In this case, the same BAC DataMaster was used to test each defendant. The defendants present only the narrow issue about the alleged lack of selection criteria, raising no issue as to certification. Thus, there is no dispute that the DataMaster was approved. I.C. § 9-30-6-5(c). So long as the operator, equipment, chemicals, and techniques used in the test are approved, the results are admissible. Id. Even assuming a lack of selection criteria, we see no basis to suppress.
Finally, the defendants' argument fails because any equipment for which the department has adopted an approved method of use implicitly meets the department's selection criteria. The department has promulgated approved methods for using the DataMaster, *297 260 IAC 1.1-4-7, -8,[6] so the machine meets whatever selection criteria for reliability the department has set.
The defendants argue that strict, literal compliance with I.C. § 9-30-6-5 is required for admissibility as scientific results are clothed with the aura of certainty. See Bowman v. State (1990), Ind. App., 564 N.E.2d 309, 312, relevant part aff'd on trans. (1991), Ind., 577 N.E.2d 569. While we agree with the holding of Bowman and related authority, those cases concerned either a lack of approved operating methods, See Crouch v. State (1994), Ind. App., 638 N.E.2d 861, or a failure to follow those methods, See Bowman, supra. Failure to follow approved methods clearly renders breath-test results unreliable. Lack of definite selection criteria, on the other hand, does not affect the reliability of results derived from undeniably approved, certified, and properly-operated equipment. We believe that strict compliance, as required by Bowman, applies only to those matters which affect reliability.
For these reasons, the trial court did not abuse its discretion in failing to suppress the results of the DataMaster breath test.
Affirmed.
SHARPNACK, C.J., and GARRARD, J., concur in result.
NOTES
[1] All six cases come from the DeKalb Superior Court and were consolidated for interlocutory appeal.
[2] Ind. Code § 9-30-5-2.
[3] I.C. § 9-30-5-1.
[4] The defendants urge that I.C. § 9-30-6-5 is a penal statute and, as such, must be strictly construed in their favor. To the contrary, a statute must itself impose a penalty to be considered "penal" and therefore require strict construction against the State. See Carson v. State (1979), 271 Ind. 203, 205, 391 N.E.2d 600, 602 (only statutory definitions of crimes given strict construction). This statute is not penal.
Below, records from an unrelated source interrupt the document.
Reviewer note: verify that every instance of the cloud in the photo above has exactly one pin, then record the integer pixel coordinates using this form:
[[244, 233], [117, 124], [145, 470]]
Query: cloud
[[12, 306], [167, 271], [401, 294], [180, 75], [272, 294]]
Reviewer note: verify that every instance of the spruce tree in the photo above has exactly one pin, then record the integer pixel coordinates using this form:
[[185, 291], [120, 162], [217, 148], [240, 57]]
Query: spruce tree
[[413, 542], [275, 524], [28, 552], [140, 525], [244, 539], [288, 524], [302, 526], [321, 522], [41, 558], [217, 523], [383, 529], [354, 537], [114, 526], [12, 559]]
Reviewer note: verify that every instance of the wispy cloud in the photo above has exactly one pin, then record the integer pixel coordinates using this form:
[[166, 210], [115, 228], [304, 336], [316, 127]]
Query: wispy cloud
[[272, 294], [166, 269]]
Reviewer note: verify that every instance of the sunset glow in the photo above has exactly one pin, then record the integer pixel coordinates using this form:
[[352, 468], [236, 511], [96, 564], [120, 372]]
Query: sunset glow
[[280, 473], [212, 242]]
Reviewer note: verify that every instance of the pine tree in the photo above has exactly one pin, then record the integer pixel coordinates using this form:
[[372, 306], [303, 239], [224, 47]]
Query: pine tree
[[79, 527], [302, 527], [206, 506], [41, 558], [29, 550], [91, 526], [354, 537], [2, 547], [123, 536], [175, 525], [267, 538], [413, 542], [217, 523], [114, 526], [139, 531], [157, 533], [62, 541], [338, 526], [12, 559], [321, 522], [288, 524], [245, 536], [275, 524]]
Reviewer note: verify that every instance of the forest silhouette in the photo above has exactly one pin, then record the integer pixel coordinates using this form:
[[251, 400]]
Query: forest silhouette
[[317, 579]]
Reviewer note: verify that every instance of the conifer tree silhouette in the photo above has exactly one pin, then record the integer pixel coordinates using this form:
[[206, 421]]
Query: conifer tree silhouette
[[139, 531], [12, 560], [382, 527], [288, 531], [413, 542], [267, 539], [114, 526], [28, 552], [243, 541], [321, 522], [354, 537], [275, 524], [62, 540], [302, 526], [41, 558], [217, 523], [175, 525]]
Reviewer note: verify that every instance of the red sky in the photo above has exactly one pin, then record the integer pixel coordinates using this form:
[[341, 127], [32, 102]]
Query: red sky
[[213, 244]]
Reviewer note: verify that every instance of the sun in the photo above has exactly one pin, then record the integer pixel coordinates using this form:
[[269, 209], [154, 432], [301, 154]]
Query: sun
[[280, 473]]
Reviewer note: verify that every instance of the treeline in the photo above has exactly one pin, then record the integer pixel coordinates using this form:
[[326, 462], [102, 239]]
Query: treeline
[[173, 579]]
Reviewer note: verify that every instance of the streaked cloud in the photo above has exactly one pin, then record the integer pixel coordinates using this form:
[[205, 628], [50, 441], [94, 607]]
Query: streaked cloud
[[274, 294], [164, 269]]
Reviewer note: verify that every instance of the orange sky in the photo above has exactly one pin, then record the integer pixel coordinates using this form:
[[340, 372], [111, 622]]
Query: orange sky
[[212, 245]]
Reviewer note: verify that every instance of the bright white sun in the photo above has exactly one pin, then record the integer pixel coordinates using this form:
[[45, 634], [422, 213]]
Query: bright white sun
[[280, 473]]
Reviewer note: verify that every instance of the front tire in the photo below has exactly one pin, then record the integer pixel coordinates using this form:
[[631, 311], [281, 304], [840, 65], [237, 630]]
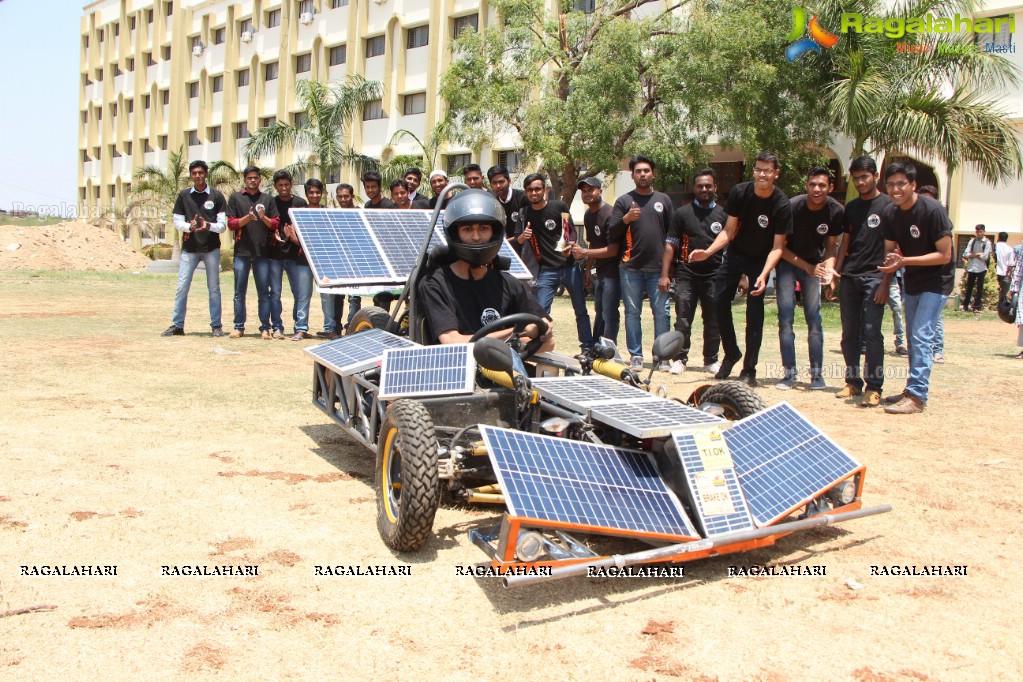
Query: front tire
[[738, 400], [407, 485]]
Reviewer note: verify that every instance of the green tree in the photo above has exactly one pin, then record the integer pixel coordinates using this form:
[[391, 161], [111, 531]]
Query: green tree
[[154, 190], [319, 137], [941, 100]]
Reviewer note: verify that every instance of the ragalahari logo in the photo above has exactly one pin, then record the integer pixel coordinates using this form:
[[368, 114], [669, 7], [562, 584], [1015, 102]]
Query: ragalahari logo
[[816, 36]]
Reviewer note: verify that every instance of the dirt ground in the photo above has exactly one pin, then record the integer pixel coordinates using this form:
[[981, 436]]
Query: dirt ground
[[121, 448]]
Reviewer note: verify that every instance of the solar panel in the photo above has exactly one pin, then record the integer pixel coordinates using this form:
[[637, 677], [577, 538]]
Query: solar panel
[[652, 419], [582, 393], [599, 487], [784, 461], [350, 355], [434, 370], [713, 490], [353, 247]]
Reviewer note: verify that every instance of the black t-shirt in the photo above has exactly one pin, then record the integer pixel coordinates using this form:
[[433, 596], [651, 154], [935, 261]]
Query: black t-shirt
[[642, 241], [695, 227], [452, 303], [810, 229], [759, 219], [517, 201], [253, 239], [596, 223], [551, 224], [286, 249], [208, 205], [865, 247], [917, 231]]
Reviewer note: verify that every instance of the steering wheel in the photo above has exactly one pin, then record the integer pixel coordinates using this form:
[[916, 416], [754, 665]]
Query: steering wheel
[[518, 322]]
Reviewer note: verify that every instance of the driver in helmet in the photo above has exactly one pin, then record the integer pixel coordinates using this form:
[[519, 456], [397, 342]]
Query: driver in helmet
[[459, 299]]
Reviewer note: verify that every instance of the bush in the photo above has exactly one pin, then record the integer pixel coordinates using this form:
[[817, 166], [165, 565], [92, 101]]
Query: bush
[[159, 252]]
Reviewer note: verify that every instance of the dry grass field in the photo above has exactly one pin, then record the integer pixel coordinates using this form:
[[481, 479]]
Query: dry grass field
[[121, 448]]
[5] In Mullins, the BAC DataMaster used had not been certified within 180 days before use as the code requires. 260 IAC 1.1-2-2(a). Despite this, the Indiana Supreme Court concluded that since the machine was certified six days after the test, it was an approved machine. See I.C. § 9-30-6-5(c). Accordingly, the results could not be suppressed under subsection (d). Mullins, infra.
[6] It is unclear whether or not the DataMaster breath test machine used in this case had a keyboard, it is irrelevant as the department has approved both machine types.